Uses Python3, Flask, Vega-Lite, CouchDB server, CouchDB2 (Python module),
Marko, emoji, jsonschema, Bootstrap, jQuery, DataTables.[Vega-Lite](https://vega.github.io/vega-lite/)
is a JavaScript library implementing a grammar of interactive graphics,
provided by the
[University of Washington Interactive Data Lab](https://idl.cs.washington.edu/)
(UW IDL).## API usage
For an example of how to use the API to update dataset contents, see
[example_dataset_update.py](https://github.com/pekrau/DataGraphics/blob/master/datagraphics/api/example_dataset_update.py)## Installation
1. Download and unpack the zipped codebase from
[https://github.com/pekrau/DataGraphics](https://github.com/pekrau/DataGraphics).
The source code directory is called `{SOURCE}` in the following.2. Set up your Python3 environment, e.g. using virtualenv, for the
`{SOURCE}` directory.3. Install the required Python3 third-party packages (Flask, etc) using
`pip install -r requirements.txt'` in the `{SOURCE}` directory.

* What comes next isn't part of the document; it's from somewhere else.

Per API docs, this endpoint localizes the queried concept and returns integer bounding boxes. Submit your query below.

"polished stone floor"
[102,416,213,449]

4. Create your JSON file `settings.json` in either the directory
`{SOURCE}/site` or `{SOURCE}/datagraphics` by making a copy of
`{SOURCE}/site/settings_template.json`. Edit as appropriate for your site.For security, the `settings.json` should be readable only for the Linux
account that runs the Flask server process.The `settings.json` file may contain an entry `ADMIN_USER` which will
create an admin user if it doesn't exist. See the `settings_template.json`
file for how it should look. The password for this user ought to be
changed as soon as it has been created, for security.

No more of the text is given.